Нина всхлипывала, вытирая мокрым платочком глаза. Ей было очень жаль дочек, но еще больше – себя, забытую, брошенную мужем. А судья сидела, покачивая головой, будто упрекала – кого и за что, Нина не могла понять.
– Вот он жалуется, что вы устраивали ему скандалы, не давали возможности работать. Это правда?
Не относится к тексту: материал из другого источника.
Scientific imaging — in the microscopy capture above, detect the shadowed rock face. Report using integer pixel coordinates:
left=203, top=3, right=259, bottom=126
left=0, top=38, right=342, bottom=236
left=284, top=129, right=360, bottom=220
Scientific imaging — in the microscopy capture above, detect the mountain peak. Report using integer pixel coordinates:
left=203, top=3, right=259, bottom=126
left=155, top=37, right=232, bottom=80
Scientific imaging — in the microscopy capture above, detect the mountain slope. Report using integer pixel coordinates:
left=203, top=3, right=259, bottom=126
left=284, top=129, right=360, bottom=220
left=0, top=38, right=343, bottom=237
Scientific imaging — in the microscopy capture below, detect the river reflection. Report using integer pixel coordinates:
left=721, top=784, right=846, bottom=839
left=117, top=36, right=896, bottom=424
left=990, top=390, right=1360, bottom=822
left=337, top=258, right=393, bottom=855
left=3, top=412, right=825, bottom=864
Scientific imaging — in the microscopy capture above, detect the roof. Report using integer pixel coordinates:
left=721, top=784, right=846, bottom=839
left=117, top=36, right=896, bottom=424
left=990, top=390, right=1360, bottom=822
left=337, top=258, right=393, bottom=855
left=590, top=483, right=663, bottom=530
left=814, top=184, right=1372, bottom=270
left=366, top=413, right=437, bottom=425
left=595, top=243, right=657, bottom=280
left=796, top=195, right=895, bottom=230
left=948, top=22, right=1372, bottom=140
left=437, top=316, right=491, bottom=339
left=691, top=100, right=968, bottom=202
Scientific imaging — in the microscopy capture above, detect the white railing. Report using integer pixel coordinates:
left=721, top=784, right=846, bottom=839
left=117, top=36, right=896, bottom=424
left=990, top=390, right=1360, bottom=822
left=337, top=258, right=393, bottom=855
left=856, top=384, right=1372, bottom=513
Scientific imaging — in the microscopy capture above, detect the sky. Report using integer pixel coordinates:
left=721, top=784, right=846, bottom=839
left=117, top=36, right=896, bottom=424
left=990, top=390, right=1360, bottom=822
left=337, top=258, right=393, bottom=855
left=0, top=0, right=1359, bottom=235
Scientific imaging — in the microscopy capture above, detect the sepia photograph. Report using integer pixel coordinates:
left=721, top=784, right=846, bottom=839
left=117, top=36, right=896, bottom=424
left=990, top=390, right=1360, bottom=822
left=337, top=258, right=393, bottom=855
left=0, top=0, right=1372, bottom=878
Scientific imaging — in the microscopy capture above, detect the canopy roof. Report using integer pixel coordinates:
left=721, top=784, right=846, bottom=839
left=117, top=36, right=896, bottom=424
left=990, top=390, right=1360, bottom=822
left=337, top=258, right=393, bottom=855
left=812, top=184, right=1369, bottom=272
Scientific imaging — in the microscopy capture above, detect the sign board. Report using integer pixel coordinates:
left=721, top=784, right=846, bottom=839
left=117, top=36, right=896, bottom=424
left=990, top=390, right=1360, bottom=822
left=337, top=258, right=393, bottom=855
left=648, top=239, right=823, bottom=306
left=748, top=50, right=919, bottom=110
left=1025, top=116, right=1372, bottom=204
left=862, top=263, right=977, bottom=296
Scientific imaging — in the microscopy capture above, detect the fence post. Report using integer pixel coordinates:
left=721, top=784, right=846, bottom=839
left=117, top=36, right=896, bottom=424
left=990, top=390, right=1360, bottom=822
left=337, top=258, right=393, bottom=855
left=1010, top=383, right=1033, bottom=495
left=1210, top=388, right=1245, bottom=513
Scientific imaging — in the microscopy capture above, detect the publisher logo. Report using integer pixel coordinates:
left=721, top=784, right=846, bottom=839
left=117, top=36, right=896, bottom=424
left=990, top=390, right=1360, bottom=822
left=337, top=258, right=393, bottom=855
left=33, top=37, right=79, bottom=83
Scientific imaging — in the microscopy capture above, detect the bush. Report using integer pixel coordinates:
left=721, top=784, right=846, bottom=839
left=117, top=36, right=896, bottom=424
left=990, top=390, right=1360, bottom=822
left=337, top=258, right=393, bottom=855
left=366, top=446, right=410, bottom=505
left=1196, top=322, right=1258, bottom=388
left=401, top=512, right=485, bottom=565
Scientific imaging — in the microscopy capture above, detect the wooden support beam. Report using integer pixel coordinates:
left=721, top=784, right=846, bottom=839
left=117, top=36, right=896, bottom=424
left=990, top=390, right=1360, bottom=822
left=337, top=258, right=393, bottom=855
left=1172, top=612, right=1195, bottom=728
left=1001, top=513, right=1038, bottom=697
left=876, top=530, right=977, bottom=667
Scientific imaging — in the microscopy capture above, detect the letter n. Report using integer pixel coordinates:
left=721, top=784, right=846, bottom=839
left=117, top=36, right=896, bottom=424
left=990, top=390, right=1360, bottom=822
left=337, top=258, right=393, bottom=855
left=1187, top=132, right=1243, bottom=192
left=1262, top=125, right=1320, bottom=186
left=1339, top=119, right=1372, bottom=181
– Ложь! – воскликнула Нина, искренне веря в правдивость своих слов. – Это он выдумывает для того, чтобы развестись со мной… А что я должна была делать, если он каждый день приходил пьяный, пропивал все деньги, оставлял меня и детей голодными? – спросила она, забывая только что сказанное ею. Нравственно совершенно разбитая, Нина уже не владела собой. – Если мне на каждом шагу говорили, что у него есть другая… Что мне было делать?..
Судья задумчиво просматривала материалы, собранные в тоненькой папке. Там было очень мало и очень много – вся жизнь Нины и Якова. Прошлое, настоящее, будущее. И, может быть, именно поэтому так осторожно и долго беседовала пожилая женщина с молодой, терпеливо выслушивала ее жалобы на мужа, на собственную судьбу и пыталась распутать клубок, который все больше и больше запутывала жизнь.
Нина вернулась домой в тяжелом настроении. Из беседы с судьей она не вынесла ничего определенного. То она думала, что суд станет на ее сторону и заставит Якова вернуться к семье, то ей вдруг казалось, что судья предубеждена против нее – слишком уж подозрительно избегала она ответа на настоятельный Нинин вопрос: кто же из них прав? И тогда вспоминала зловещее Латино пророчество: «Подкупит он ее, поверь мне», – и загоралась ненавистью к судье, к Якову, который мог так поступить.
Сейчас она уже не плакала, как у судьи, но легче ей не стало.
Оля пришла из школы и радостно рассказывала о событиях, имеющих немалое значение в жизни первоклассниц. Она уже умеет писать «и» и «ш», и Вера Ивановна похвалила ее.
– Смотри, ма! – показывала Оля тетрадь, где были старательно выведены буквы, сперва неуклюжие (заметно, как дрожала неумелая детская рука), а потом более стройные и твердые, уже похожие на две буквы, написанные красивым, каллиграфическим почерком учительницы.
Галочка тоже тянулась к тетради и требовала показать ей буквы, но Оля, сказав, что та еще мала, важно положила тетрадь в небольшой портфель из желтой кожи.
Ах, этот портфель! Красивый и удобный, он приворожил к себе девочку, а матери все время портил настроение. Он нахально лез в глаза, заявляя о праве отца на Олину любовь и внимание, которые должны были целиком, без остатка принадлежать матери. И Нина ревновала дочку к портфелю, как к живому существу, и ненавидела его, как живое существо. Он напоминал ей о том, что в сердце старшей дочки есть уголок, в котором жив еще отец. Она не могла примириться с этим!.. Ведь он хочет совсем бросить ее, дочек, а это лишало Якова права в ее глазах хотя бы на малейшую привязанность детей.